My self control is gone. I'm scared to test. What if I'm pregnant? What if a couple of days of horny stupidity have ruined me? How will I look anyone in the eye? I'm only 22. I'd have to drop my degree and become an owned little whore. I'm slightly terrified, and I can't stop touching myself thinking about being a cumdump for strange men. It's so awful and so, so hot.
God, I love the stupid sluts who start out by telling themselves that they'll never be like all the other stupid sluts.
Let me get this right: the very first time you got fucked after starting T, you let a total stranger empty his balls into your unprotected pussy. And within at most 36 hours, you'd taken seven loads of cum from three different guys.
You were so restrained, weren't you? For a whole year. Until you took a man inside you, and became a feral breeding bitch.
I wonder why that self-control finally broke. What do you think might have been happening inside your "reasonably infertile" womb, when you decided to download that app? What internal drive might have pushed you to go from celibacy to being a good little pussy?

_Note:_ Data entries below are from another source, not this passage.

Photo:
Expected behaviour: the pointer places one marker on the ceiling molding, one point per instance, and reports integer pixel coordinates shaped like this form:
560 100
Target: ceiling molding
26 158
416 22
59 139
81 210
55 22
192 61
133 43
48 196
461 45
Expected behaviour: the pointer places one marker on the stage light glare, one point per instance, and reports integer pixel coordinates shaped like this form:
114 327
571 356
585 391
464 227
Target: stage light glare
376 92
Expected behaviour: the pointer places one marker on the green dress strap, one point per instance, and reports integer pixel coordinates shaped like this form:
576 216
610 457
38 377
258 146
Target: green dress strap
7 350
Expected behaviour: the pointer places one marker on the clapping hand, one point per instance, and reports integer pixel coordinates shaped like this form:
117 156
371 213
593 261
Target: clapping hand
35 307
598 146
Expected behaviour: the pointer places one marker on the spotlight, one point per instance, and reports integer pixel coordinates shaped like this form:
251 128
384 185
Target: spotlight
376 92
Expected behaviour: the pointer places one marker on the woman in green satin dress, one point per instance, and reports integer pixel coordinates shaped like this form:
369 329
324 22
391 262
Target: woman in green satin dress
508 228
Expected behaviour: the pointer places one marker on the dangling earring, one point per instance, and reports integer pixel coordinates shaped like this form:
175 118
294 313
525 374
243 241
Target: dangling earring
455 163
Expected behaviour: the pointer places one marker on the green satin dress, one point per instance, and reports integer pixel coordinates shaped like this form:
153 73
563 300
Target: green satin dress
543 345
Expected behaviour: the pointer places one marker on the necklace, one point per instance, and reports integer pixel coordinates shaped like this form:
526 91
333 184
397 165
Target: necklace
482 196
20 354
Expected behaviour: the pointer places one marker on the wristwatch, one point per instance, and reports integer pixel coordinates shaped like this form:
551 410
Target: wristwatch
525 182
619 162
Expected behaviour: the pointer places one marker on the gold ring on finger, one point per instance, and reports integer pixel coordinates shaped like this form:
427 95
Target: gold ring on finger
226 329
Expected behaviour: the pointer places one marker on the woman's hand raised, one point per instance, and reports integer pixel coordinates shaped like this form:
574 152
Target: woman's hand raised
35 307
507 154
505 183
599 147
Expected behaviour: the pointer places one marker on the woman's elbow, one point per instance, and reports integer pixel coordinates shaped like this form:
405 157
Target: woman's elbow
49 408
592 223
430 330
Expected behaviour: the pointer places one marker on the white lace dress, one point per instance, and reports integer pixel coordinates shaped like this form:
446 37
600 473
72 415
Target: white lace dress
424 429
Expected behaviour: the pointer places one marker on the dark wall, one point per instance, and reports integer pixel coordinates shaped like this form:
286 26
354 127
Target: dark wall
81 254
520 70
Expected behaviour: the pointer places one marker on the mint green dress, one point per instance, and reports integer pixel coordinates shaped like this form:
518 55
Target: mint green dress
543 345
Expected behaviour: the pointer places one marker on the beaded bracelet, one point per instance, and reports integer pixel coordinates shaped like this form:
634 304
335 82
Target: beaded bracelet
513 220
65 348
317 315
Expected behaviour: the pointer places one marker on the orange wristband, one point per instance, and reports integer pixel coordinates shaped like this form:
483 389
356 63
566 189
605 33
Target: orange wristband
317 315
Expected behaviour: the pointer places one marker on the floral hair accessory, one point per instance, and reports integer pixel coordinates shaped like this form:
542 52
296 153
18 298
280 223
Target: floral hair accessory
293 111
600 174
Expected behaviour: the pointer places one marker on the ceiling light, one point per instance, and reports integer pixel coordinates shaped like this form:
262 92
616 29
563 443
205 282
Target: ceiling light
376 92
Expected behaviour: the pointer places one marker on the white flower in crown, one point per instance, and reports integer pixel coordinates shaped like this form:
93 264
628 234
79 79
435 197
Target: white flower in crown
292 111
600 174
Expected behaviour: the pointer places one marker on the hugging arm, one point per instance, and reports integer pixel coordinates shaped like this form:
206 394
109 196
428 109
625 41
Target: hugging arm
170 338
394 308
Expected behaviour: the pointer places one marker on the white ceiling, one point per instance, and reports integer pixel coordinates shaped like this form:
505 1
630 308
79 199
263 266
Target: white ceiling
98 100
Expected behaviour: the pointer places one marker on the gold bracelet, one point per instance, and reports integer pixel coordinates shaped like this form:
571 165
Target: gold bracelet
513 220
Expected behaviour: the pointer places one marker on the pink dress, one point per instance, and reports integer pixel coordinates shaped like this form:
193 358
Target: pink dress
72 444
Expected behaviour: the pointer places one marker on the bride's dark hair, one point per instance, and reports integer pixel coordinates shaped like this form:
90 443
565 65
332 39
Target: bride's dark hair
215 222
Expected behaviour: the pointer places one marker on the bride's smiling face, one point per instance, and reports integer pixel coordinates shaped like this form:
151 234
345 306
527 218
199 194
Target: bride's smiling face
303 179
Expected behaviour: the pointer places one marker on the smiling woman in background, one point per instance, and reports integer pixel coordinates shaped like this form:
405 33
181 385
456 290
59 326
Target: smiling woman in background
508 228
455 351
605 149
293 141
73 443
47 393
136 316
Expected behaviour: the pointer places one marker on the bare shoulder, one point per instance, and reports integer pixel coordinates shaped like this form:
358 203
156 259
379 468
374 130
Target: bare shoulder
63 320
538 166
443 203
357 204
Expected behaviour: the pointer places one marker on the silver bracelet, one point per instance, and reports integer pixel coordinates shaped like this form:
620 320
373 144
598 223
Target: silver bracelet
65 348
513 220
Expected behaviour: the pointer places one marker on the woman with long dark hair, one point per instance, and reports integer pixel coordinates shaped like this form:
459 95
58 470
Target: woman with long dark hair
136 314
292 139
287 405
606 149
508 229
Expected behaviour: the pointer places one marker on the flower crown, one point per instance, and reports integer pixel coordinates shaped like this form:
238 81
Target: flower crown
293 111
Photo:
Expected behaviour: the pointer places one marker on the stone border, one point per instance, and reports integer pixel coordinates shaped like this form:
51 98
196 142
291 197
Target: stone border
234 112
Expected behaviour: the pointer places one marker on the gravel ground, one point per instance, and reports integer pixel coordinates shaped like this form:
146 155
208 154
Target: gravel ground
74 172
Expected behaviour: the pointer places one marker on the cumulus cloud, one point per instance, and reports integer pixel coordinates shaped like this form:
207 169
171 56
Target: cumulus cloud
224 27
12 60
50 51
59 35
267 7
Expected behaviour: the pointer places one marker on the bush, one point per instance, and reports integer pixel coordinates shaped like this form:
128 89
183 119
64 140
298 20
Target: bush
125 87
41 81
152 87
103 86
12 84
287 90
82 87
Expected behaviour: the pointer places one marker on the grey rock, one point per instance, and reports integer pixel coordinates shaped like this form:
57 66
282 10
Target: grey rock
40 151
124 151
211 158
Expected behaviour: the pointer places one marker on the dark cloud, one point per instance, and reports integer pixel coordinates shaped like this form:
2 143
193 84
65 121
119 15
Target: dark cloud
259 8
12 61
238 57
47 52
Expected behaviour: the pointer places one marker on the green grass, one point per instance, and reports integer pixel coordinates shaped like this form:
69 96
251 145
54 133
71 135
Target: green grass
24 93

I hope you stay too afraid to test, sweetheart. I hope you can only soothe your anxiety about being pregnant by finding new men to fuck you full of cum.
I hope you rub yourself senseless thinking about your belly swelling until everyone who looks at you knows what a stupid slut you've been - and the next girl swears that she'll never be like you.
tell me how confused and mentally ill I am while you cum deep in my pussy <3
Getting an ftm girl pregnant is the best thing you can do for her. She’ll realize she’s a woman when her boobs grow two cup sizes, and MUST get milked daily. And when her bump is so big she can only shop exclusively in the maternity section, leaving her options to only low cut necklines that show off her tits. Embarrassed but wet knowing everyone who passes her knows her biology.